1923’te Cumhuriyet’i ilan ettiğinde Gazi Mustafa Kemal’in temel amacı; savaştan yeni çıkmış ve içinde ekonomik, sosyal ve kültürel dengesizlikler barındıran bir toplumu -her kesimini aynı oranda geliştirerek- çağdaş medeniyet seviyesine ulaşmış bir millet haline getirmekti. Atatürk, böylesine bir dönüşümün temel taşlarından birinin kültür olduğunun ve ancak toplumu oluşturan her bireyin kültürel gelişiminde önemli bir yol kat edilebilirse nihai hedefe ulaşılabileceğinin farkındaydı. Bu nedenle, yaşadığı sürece kültür sanat alanında akıl yürüttü, kapsamlı politikalar üretti ve bu politikaların yurt çapında uygulanması için somut adımlar attı.

Atatürk’ün temel hedefi, sanatın her alanında, içerik bakımından özüne bağlı kalırken teknik açıdan Batı’nın yöntemlerinden faydalanan bir sentez yaratmaktı. Böylelikle çağdaş standartlara uygun yeni bir “milli kültür” oluşturulacaktı. Ona göre kültür ve eğitim, birlikte düşünülmesi gereken kavramlardı. Hem çağdaş Türk sanatçılarının yetiştirilmesi için hem de halkın kültür sanatla ilgili donanımlı hale getirilmesi için eğitimin önemi büyüktü.

Yeni sanatçıların yetiştirilmesine verilen önem kendini ilk olarak şu adımlarda gösterdi: Eski Sanayi-i Nefise Mektebi 1923’ten itibaren Ankara tarafından itibar görmeye başladı ve 1926’da İstanbul’un en güzel saraylarından biri olan Fındıklı’daki Meb’usan Dairesi bu okula devredildi (okulun adı da Güzel Sanatlar Akademisi olarak değişti). Osmanlı’dan devralınan Muzika-ı Hümayun (senfonik orkestra) 1924 yılında Ankara’ya taşındı ve ismi Riyaseticumhur Filarmoni Orkestrası olarak değişti[1]. Bir başka Osmanlı mirası olan Darülelhan (Osmanlı’nın ilk resim müzik okulu) 1926 yılında Belediye’ye devredildi ve ismi de İstanbul Belediye Konservatuarı olarak değişti. 1936’da ise Ankara Devlet Konservatuarı açıldı. Yukarıda sözü edilen sentez kültürün yaratılması için yurt dışından hoca davet edilmesi ve yetenekli sanatçı adaylarının yurt dışına eğitim için gönderilmesi yöntemlerine sıkça başvuruldu.
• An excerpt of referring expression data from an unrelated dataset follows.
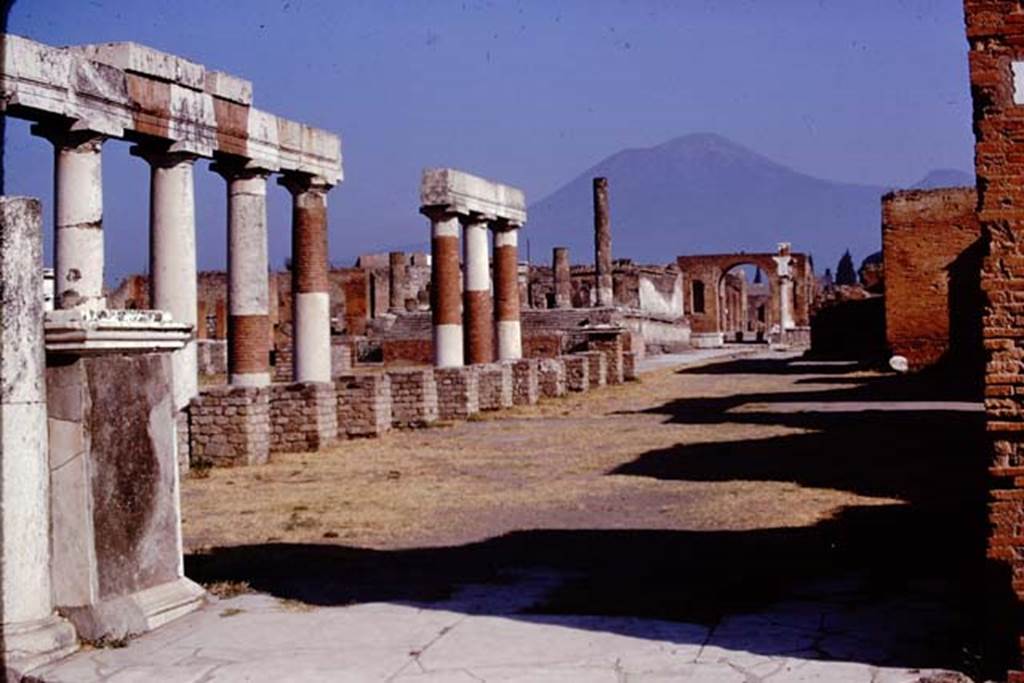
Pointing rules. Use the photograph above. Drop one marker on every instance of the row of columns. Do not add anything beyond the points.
(78, 254)
(466, 324)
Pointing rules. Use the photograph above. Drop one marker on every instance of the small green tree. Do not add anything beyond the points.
(845, 274)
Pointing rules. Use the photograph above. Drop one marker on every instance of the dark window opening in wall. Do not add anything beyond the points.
(698, 303)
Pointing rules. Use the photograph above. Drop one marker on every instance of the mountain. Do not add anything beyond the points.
(945, 177)
(706, 194)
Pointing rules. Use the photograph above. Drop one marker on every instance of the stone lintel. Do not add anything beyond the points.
(466, 195)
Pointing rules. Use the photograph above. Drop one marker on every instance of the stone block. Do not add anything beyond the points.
(458, 392)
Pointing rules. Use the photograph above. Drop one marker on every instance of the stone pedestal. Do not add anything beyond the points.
(364, 404)
(31, 634)
(114, 471)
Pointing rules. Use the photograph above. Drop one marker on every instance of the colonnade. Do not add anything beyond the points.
(78, 252)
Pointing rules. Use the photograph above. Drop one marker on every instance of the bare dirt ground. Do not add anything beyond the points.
(692, 495)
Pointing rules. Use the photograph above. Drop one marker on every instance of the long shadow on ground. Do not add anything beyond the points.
(911, 572)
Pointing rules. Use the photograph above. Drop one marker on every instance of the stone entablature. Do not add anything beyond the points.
(460, 193)
(118, 89)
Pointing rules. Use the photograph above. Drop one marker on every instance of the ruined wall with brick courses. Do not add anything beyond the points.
(995, 34)
(551, 377)
(525, 382)
(364, 404)
(230, 426)
(577, 372)
(303, 417)
(629, 367)
(930, 242)
(414, 397)
(496, 385)
(458, 392)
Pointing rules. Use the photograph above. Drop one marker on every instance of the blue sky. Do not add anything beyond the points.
(531, 93)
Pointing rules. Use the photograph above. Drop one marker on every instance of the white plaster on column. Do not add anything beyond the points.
(509, 340)
(31, 633)
(477, 259)
(448, 346)
(312, 337)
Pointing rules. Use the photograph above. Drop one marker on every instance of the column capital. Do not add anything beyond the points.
(298, 183)
(64, 135)
(239, 168)
(163, 157)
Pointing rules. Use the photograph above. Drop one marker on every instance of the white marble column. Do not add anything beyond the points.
(445, 304)
(310, 292)
(172, 254)
(248, 290)
(78, 217)
(31, 634)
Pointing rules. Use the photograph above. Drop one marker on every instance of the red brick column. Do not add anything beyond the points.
(507, 327)
(310, 295)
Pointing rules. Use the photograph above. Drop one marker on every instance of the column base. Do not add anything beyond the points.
(32, 644)
(137, 612)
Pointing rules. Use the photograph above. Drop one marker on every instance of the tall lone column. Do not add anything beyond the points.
(310, 297)
(602, 244)
(396, 282)
(248, 295)
(563, 278)
(477, 306)
(172, 255)
(78, 217)
(445, 307)
(31, 634)
(507, 328)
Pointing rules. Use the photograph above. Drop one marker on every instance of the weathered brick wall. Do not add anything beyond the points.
(629, 367)
(525, 382)
(303, 417)
(577, 372)
(930, 241)
(598, 370)
(458, 392)
(414, 397)
(496, 385)
(995, 34)
(364, 404)
(551, 377)
(230, 426)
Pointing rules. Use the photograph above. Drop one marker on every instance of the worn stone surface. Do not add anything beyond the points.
(230, 426)
(414, 397)
(364, 404)
(458, 392)
(303, 417)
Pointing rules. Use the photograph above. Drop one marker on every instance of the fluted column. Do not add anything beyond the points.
(172, 254)
(310, 293)
(78, 217)
(248, 295)
(477, 306)
(445, 306)
(602, 244)
(563, 278)
(507, 327)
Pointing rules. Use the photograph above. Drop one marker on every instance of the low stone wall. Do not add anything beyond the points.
(364, 404)
(577, 372)
(458, 392)
(303, 417)
(211, 356)
(414, 397)
(525, 382)
(496, 385)
(230, 426)
(629, 367)
(551, 377)
(598, 370)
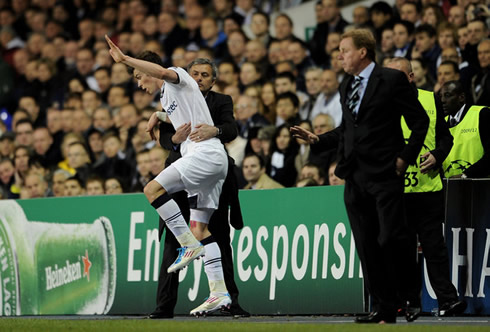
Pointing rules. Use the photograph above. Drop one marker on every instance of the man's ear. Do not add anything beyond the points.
(363, 52)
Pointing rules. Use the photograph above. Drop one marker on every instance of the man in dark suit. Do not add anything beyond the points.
(424, 201)
(221, 109)
(373, 158)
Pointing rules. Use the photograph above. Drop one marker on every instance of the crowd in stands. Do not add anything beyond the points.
(72, 122)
Halkın kültür sanatla ilgili olarak donanımlı hale gelmesi içinse, 1932 yılında açılan ve devletten uzun yıllar boyunca ciddi düzeyde destek alan “halkevleri” önemli görevler üstlendiler. Anadolu’nun farklı bölgelerine ulaşan ve birer kültür yuvası olarak kurgulanan bu kurumlar, halka sanatın farklı alanlarıyla ilgili eğitimlerin verildiği; barındırdıkları kütüphaneler sayesinde okuma alışkanlığının kazandırılmaya çalışıldığı; tiyatro, konser, sinema gibi etkinliklerin düzenlendiği yerlerdi. 1938 yılına gelindiğinde halkevlerinin sayısı 209’a yükselmiş ve o yıl içinde 3056 konferans, 1164 konser, 1549 temsil düzenlenmiş; 179 sergi açılmıştı. Bu çalışmalara katılan insan sayısının ise 7 milyon civarında olduğu raporlanmıştır.[2] Böylelikle, Atatürk’ün inkılaplarına başladığı 1920’lerin ortalarından ölümüne kadar geçen kısa sürede kültür sanat politikası hedeflerine dair önemli bir yol kat edilmiş olduğu söylenebilir.
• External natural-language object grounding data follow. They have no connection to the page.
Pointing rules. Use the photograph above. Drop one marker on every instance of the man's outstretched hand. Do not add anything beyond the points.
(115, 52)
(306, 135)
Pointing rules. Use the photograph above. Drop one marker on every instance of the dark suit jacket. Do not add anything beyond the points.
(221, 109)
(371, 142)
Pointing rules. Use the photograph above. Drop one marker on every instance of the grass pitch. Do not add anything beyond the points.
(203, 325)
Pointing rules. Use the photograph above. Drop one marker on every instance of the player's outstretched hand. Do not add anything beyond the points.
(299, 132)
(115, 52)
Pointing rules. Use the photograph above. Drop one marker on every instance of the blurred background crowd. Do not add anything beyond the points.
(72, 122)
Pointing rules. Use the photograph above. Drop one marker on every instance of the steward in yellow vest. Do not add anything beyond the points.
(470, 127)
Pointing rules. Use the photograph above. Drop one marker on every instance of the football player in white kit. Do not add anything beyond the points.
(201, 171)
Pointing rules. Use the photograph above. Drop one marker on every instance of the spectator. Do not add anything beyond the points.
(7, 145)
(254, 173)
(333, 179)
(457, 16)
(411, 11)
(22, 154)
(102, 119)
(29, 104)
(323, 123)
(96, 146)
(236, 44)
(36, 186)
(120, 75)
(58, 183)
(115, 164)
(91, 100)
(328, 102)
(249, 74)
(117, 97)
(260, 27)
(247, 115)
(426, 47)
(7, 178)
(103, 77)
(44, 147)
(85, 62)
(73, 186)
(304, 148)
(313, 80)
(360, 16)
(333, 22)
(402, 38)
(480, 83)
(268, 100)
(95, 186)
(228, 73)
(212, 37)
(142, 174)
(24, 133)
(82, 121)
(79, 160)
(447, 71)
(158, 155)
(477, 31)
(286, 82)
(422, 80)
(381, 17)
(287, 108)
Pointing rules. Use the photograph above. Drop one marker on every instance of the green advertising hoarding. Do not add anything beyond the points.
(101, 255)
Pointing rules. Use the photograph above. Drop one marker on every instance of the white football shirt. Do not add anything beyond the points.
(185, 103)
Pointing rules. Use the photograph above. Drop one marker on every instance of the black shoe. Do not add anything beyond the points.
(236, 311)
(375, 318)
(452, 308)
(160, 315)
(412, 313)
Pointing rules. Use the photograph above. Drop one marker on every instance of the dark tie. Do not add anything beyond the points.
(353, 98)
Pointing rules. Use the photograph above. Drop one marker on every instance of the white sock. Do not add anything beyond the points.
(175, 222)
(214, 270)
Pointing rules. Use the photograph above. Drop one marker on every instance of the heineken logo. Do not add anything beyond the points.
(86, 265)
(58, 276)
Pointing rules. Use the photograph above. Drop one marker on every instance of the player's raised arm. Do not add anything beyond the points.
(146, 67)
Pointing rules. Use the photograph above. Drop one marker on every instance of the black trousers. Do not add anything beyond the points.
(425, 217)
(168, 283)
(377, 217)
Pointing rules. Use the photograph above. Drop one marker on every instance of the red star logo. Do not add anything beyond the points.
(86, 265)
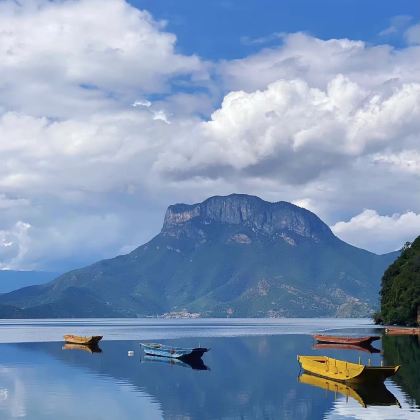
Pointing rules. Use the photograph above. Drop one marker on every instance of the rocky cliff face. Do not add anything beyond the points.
(227, 256)
(251, 212)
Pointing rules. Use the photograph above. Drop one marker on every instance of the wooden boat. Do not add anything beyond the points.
(160, 350)
(337, 339)
(195, 363)
(77, 339)
(85, 347)
(364, 394)
(402, 331)
(341, 370)
(368, 349)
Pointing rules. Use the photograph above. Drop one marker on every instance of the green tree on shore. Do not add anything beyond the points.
(400, 294)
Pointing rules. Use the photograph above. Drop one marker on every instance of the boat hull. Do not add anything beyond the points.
(366, 348)
(159, 350)
(402, 331)
(87, 341)
(341, 370)
(334, 339)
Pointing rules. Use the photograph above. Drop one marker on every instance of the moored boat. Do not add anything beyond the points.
(402, 331)
(160, 350)
(77, 339)
(338, 339)
(195, 363)
(341, 370)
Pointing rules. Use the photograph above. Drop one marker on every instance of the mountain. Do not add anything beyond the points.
(227, 256)
(400, 292)
(12, 280)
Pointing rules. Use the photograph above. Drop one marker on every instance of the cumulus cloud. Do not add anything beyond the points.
(14, 244)
(89, 163)
(318, 61)
(296, 131)
(68, 57)
(380, 233)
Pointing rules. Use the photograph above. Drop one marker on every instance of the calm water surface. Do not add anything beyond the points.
(251, 372)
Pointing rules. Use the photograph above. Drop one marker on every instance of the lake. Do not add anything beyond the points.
(251, 371)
Atatürk’ten sonraki Cumhuriyet kültür sanat politikası

Atatürk’ün ölümünden sonra cumhurbaşkanı olan İsmet İnönü, ekonomik ve siyasi alanın yanı sıra kültürel alanda da kendine has politikalar oluşturmaya başladı. Atatürk’ün milli kültür anlayışı yerini İnönü döneminde Latin-Yunan düşüncesine dayanan hümanist kültür yaklaşımına bıraktı. Bu, Batı’nın sadece tekniklerinden faydalanıp özünde Türk kültürüne bağlı kalma fikrindense tamamen Batı kültürüne yaklaşılması anlamına geliyordu. Bu kültürün toplumun tüm katmanlarına yaygınlaştırılması için Atatürk döneminden kalan halkevlerinin yanı sıra 1940’ta kurulan köy enstitüleri ve halkodalarından de yararlanıldı.
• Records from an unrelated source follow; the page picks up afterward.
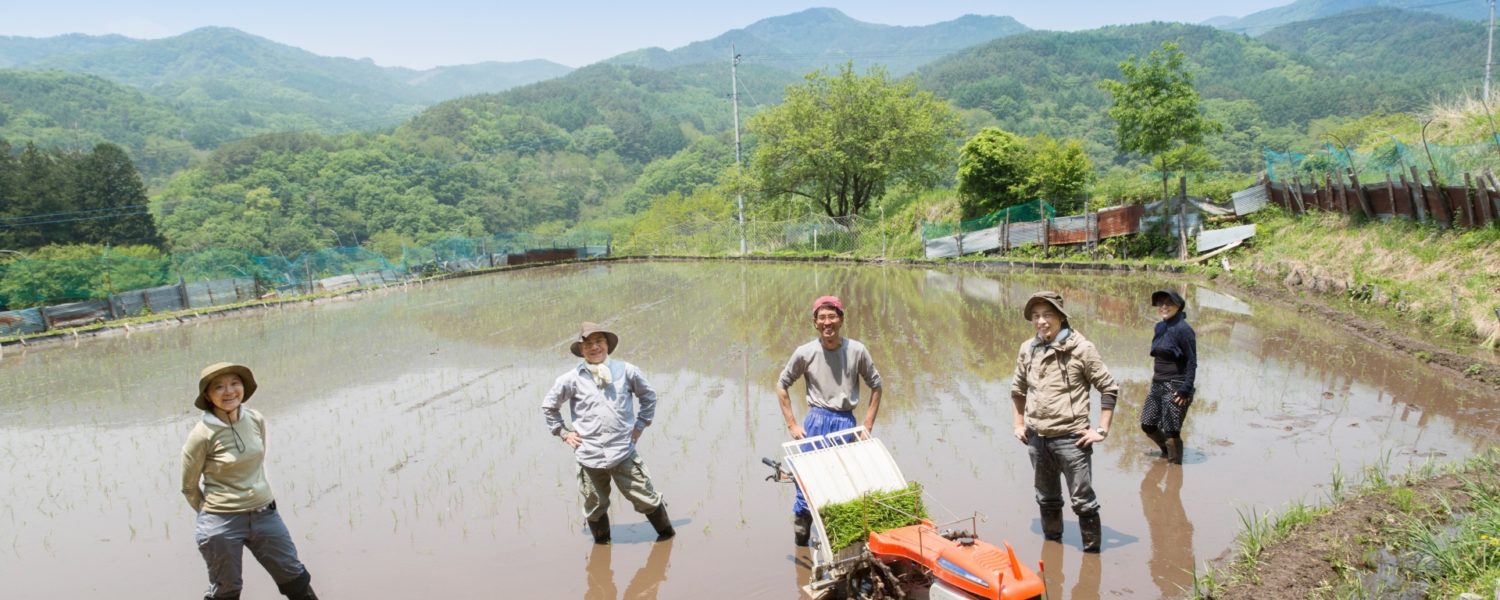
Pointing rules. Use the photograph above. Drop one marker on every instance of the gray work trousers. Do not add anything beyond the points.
(629, 474)
(1059, 458)
(222, 540)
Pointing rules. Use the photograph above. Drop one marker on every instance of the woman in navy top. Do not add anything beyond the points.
(1175, 350)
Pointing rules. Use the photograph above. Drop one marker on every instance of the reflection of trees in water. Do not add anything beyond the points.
(1091, 575)
(642, 585)
(1170, 530)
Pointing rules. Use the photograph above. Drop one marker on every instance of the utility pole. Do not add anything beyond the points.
(1490, 51)
(740, 195)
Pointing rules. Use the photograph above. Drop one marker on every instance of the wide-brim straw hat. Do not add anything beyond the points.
(588, 329)
(1049, 297)
(212, 371)
(1169, 294)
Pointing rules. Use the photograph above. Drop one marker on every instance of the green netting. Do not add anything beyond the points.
(1020, 213)
(1389, 158)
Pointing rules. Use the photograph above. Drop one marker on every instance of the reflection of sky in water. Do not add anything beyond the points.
(410, 456)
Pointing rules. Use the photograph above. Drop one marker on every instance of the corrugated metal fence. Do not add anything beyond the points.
(1059, 231)
(1473, 204)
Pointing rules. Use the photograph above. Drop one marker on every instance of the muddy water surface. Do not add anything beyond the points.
(410, 459)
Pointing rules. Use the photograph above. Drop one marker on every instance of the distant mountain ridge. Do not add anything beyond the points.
(1263, 21)
(251, 78)
(816, 38)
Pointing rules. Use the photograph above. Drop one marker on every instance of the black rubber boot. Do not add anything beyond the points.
(1161, 441)
(662, 522)
(600, 530)
(803, 528)
(1092, 531)
(299, 588)
(1052, 524)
İnönü döneminde kültür sanat alanında yapılan diğer bazı atılımlar arasında tiyatro, opera ve bale sanatlarını bünyesinde barındıran Devlet Tiyatroları’nın kurulması ve bu sanat dallarını desteklemek için önemli bütçeler ayrılması göze çarpar. Bu çerçevede, şu anda çürümeye terk edilen AKM’nin temellerinin atılması ile yerli filmlerden alınan belediye vergisinin yabancı filmlerden alınan vergiye kıyasla %50 düşürülerek yerli film yapımının teşvik edilmesi sayılabilir[3].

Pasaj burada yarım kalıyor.